If you want to purchase a new product today to experience a genuine hit of nostalgia from your youth (if you are around 50 years of age in my case) it is very hard to do because so few products are still in production that were made in the 1980’s.
Perhaps you need to pick up a Casio CA-53W-1ER which can be bought for less than £20 in the UK and even cheaper in other countries. You could then be sporting the same watch that Marty McFly was wearing in 1985.
This mythical, and legendary, character wore this watch 36 years ago in one of the biggest movies of all time and you can still buy it today which is extraordinary.
It may have many small improvements inside since that time, but it is still effectively the same watch which is unusual for any digital product. Thankfully it is easily attainable and it gives me the opportunity to go back to those moments in the classroom when I would stare at this watch and calculate things while thinking that the future had arrived.
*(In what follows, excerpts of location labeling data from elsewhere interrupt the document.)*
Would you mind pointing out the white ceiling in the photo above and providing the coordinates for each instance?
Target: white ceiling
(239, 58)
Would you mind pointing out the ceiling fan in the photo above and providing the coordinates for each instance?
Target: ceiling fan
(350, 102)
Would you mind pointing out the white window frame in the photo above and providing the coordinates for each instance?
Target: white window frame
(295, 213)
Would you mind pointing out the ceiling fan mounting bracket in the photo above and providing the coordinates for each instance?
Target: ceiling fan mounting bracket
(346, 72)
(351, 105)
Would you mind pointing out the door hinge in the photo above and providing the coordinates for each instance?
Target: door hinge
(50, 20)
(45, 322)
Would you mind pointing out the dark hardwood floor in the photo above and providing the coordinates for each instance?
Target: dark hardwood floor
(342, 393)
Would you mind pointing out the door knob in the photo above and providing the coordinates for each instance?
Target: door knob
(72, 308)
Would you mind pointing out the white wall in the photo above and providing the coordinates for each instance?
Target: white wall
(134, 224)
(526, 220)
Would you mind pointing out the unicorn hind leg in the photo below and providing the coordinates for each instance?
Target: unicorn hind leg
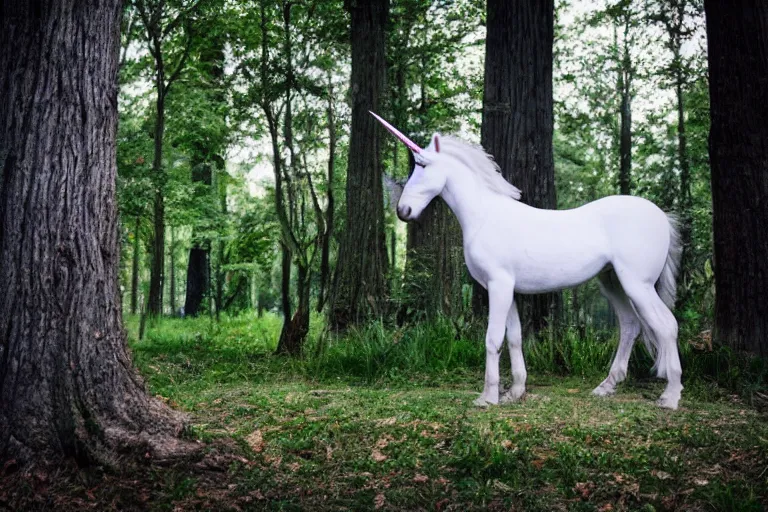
(629, 328)
(660, 328)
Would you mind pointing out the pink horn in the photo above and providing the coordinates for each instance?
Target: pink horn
(394, 131)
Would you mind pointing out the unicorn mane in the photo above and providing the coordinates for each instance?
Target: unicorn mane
(474, 157)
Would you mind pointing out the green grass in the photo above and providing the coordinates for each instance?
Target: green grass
(383, 420)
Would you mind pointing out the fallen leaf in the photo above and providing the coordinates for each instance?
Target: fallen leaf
(256, 441)
(386, 422)
(584, 489)
(378, 456)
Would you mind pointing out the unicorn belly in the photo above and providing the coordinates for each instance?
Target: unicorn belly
(539, 261)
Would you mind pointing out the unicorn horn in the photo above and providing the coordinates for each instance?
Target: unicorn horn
(394, 131)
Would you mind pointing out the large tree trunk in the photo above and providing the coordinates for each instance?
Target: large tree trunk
(737, 35)
(517, 115)
(360, 291)
(66, 383)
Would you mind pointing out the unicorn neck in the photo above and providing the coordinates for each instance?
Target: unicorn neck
(468, 199)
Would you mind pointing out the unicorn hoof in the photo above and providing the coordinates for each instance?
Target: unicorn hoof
(483, 402)
(668, 402)
(603, 390)
(511, 396)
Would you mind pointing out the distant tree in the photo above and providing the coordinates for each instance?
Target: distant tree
(677, 18)
(427, 87)
(518, 114)
(738, 69)
(67, 388)
(162, 21)
(360, 291)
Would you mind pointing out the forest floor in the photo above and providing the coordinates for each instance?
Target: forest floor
(277, 439)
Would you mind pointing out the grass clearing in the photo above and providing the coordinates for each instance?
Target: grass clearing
(288, 435)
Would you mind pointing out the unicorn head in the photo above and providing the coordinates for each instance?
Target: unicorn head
(426, 181)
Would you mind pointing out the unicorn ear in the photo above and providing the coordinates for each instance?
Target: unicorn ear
(434, 145)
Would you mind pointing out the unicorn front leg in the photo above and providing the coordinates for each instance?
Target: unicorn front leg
(515, 343)
(500, 299)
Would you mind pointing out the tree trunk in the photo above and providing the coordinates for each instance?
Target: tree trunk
(686, 199)
(221, 191)
(360, 291)
(434, 264)
(135, 268)
(197, 279)
(296, 329)
(625, 114)
(67, 388)
(158, 244)
(737, 34)
(325, 257)
(172, 268)
(517, 116)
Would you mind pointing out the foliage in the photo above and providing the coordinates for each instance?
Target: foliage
(281, 438)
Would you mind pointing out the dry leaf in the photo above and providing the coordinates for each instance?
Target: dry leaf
(584, 489)
(378, 456)
(256, 441)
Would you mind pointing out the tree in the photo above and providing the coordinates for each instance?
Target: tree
(161, 22)
(738, 67)
(360, 290)
(66, 383)
(517, 113)
(427, 87)
(676, 17)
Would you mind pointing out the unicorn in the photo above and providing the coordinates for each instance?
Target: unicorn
(627, 242)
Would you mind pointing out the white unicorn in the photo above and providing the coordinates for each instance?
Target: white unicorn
(509, 247)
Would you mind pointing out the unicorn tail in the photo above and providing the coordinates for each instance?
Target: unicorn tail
(666, 286)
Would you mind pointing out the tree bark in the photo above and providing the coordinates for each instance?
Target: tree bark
(434, 264)
(518, 117)
(325, 257)
(67, 388)
(360, 292)
(625, 114)
(157, 269)
(135, 267)
(172, 270)
(737, 33)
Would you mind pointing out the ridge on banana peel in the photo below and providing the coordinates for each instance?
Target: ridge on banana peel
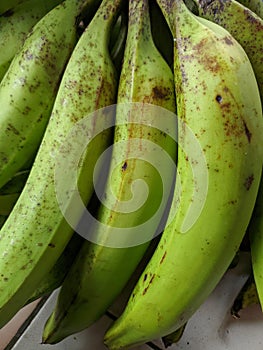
(16, 25)
(244, 25)
(105, 264)
(29, 87)
(255, 232)
(36, 232)
(254, 5)
(11, 192)
(55, 277)
(218, 100)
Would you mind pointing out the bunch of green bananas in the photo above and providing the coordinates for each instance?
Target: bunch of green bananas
(130, 156)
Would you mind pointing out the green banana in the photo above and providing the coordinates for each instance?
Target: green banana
(37, 227)
(245, 26)
(54, 278)
(118, 40)
(254, 5)
(16, 25)
(218, 102)
(255, 233)
(174, 337)
(28, 89)
(11, 191)
(162, 36)
(104, 265)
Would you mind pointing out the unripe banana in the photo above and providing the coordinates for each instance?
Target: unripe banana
(36, 232)
(28, 89)
(244, 25)
(219, 163)
(103, 267)
(16, 25)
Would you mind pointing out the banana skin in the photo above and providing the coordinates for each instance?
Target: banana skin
(102, 269)
(212, 74)
(36, 228)
(15, 26)
(244, 25)
(29, 88)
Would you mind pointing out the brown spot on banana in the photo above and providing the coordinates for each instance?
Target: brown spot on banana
(248, 182)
Arguably it is a calculator that can only be used efficiently by children because the keys are so small, but when you do put it on and give it a try all of the memories come flooding back in the blink of an eye.
It is ultimately a watch with calculator functionality, but you also get a daily alarm, day and date display, dual time zones and 50 metres of water resistance. The 5 year battery is handy and it is extremely light at only 25 grams, but alas there is no backlight on this particular model.
Little of the above matters though because this watch is an inexpensive trip down memory lane and it is one that is hardy enough to cope with most that will be thrown at it and to make for a perfectly adequate daily timekeeper. It would not be a stretch to say that this is as cool a watch as you can wear in 2021.
Is it one of the first smartwatches? No, it isn’t. Many say that it is, but to be fair the functionality is limited to the point of gimmickry and despite wowing many of us back in the 1980’s it is more of a curiosity in the 2020’s.
The thing is that it does not look out of place next to an Apple Watch. They are vastly different in terms of design, functionality and price, but they share an overriding visual resemblance that I find hard to shake. I know that they are completely different products in almost every way, but when I look at them together I can’t help but see the Casio as a descendent of the Apple Watch.
They share a natural square / curved corner form of course, but it is deeper than that. It is the way they wear and they way your eyes fall on them that makes them feel related. I realise that this sounds weird, but to wear both is to know the feeling.
Square watches have never really been popular, but there are designs where this form works and the below three are good examples of this.
Casio has made use of the space very well and created a watch that displays the date and time perfectly well while allowing space for a useable (just) keyboard to make your calculations with. The reality is, however, that the keyboard does dominate and from a design perspective it is poor in practical terms. Just like the pre-iPhone smartphones that Steve Jobs mocked, it is truly of its time and in this case that is not a bad thing.
The first bonus is being able to do the following again.
This was the height of computer programming a few years back and still makes me chuckle inside, but it is just one of many. Feel free to have your own (hilarious?) fun with this list.
Back to the design. The dominating keyboard is practically not great, but it is what makes this watch. Wear it and most people will know what it is. It’s offers others a glimpse of your personality; maybe slightly geeky, but in a cool way? Appreciating of retro styling, but in a watch that is still brand new and maybe simply not caring about showing off wealth or what others think.
Unusually, this watch is more likely to be noticed by others than a Rolex or any one of a number of other luxury timepieces because it is so different and it is so well known. At no point can it be criticised, it is above criticism. This sounds over the top, but where would you go when mocking a watch that costs less than £20, that everyone knows, is from a revered brand and which has appeared in a few classic movies? Seriously, where would you go?
This watch is a symbol of the time in which it was born and it has not lost any of the freshness it came with originally. It is remarkable that more than 30 years later it does not look out of place for one moment and if anything it is cooler today than it ever was.